A friend has asked me to help him find a bike for an underprivileged lad he knows. The lad is 16 years old, 5' 10-11" tall so I would have thought 56cm or equivalent would do the job. Any thing would be good old road bike, Hybrid or even a MTB on slicks

His bike has been stolen, he or his parents can not afford to buy another so my friend is willing to do so after he found out the lad was spending hours walking to school and other sporting activities in the evenings, showing a lot of determination to get places which unfortunately is not the norm with kids these days. I think his efforts are worth rewarding too so am more than willing to service the bike and make sure all is safe

I am in north Herts and my friend lives in Chiswick so any thing within 25 radius of each location would be good.

Thanks in advance to all you kind people.


----------



## Chris S (20 Jan 2011)

There are over 50 mens/boys bikes within a 5 mile radius of Chiswick on ebay. What's wrong with one of them?


----------



## stevevw (20 Jan 2011)

Chris S said:


> There are over 50 mens/boys bikes within a 5 mile radius of Chiswick on ebay. What's wrong with one of them?



Nothing wrong with ebay other than I can not get on to it from work and my friend would not know a BSO from a Bianchi. Also I would like to think nothing offered on here would be rubbish or stolen.

[QUOTE 1291382"]
...or try Preloved. Who knows, he might even find his own bike!​[/quote]


All the usual places are being monitored


----------



## Muddyfox (21 Jan 2011)

Chris S said:


> There are over 50 mens/boys bikes within a 5 mile radius of Chiswick on ebay. What's wrong with one of them?
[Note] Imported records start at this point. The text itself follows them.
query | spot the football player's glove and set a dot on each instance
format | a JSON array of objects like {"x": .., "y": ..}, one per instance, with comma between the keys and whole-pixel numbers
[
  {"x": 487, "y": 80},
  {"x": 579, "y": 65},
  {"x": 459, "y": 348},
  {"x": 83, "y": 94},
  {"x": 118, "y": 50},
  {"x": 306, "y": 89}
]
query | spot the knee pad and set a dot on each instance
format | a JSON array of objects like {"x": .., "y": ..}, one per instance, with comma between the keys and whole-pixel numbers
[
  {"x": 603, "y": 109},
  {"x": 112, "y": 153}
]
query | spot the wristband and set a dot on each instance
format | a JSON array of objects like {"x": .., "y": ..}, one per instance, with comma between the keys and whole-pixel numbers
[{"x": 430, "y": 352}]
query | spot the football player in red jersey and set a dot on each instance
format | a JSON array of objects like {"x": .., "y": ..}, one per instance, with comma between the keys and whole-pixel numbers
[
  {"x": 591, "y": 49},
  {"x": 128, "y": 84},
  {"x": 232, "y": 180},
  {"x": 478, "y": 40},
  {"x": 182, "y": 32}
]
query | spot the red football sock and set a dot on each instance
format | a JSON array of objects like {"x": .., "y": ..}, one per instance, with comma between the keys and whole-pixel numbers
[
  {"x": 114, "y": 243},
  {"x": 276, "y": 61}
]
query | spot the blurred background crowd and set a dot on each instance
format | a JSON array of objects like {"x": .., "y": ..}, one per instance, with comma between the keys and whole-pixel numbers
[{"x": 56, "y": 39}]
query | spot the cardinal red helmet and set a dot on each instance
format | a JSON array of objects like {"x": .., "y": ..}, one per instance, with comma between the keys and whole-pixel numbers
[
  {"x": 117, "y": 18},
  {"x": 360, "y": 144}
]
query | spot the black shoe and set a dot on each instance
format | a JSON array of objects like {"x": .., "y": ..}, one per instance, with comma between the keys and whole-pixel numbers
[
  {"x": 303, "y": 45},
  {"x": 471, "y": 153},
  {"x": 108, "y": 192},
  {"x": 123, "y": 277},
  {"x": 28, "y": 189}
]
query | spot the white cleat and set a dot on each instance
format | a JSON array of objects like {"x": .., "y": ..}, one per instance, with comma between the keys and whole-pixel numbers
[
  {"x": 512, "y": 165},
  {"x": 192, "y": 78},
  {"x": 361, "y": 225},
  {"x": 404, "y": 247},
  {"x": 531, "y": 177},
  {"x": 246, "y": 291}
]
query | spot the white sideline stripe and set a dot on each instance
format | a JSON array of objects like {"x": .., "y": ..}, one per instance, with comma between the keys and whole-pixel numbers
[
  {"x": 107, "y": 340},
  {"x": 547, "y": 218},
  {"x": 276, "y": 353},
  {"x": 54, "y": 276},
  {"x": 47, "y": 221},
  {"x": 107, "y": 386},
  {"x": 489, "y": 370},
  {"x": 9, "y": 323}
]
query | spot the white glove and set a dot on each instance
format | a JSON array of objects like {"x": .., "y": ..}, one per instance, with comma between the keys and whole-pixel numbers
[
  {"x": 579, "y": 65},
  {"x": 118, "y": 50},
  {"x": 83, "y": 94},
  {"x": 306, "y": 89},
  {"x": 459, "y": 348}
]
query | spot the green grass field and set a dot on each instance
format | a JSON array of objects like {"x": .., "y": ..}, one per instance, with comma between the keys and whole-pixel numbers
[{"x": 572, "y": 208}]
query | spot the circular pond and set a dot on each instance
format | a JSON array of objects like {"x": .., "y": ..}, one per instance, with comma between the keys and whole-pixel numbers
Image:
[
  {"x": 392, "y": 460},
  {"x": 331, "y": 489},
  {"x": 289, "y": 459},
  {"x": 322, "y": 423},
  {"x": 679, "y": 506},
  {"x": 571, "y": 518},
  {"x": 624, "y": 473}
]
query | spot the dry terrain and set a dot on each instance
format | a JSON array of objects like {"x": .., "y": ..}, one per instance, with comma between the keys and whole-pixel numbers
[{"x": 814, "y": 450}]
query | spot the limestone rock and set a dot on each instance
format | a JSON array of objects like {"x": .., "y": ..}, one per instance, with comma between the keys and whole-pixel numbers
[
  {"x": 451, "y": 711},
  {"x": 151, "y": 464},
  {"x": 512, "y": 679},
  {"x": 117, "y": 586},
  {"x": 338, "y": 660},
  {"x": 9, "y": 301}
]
Erm Hello ! ... This is a *Cycling Forum* 

it is very common to find people on here that have what Steve is looking for tucked away in a shed or garage 


Sorry i cant help Steve .. the lad sounds like a worthy cause 

Simon


----------



## MacB (21 Jan 2011)

Steve, I've got to visit my favourite place, the tip, this weekend, I'll leave it until sunday afternoon and see what they've amassed. Might be lucky if people are clearing out the old after getting new at Xmas.


----------



## stevevw (22 Jan 2011)

MacB said:


> Steve, I've got to visit my favourite place, the tip, this weekend, I'll leave it until sunday afternoon and see what they've amassed. Might be lucky if people are clearing out the old after getting new at Xmas.




Cheers Mac that is good of you.


----------



## stevevw (23 Jan 2011)

A big thanks to you all for looking out bikes for me. I have just returned from collecting one fairly local to me that will do the trick once I have given it a service and a new pair of tyres. With luck I should be able to finish it of for delivery tomorrow evening and get the lad back on the road and we will have a few quid left to by him a hefty lock and chain.

Again thanks so much for your kind offers.

Steve

PS Mac I hope you have not now got a garage full of old bikes. If you have let me know. See you next Sunday?


----------



## MacB (23 Jan 2011)

Nope, tip was bereft of anything but BSOs today, not even any parts worth scavenging....afraid I'm busy next weekend


----------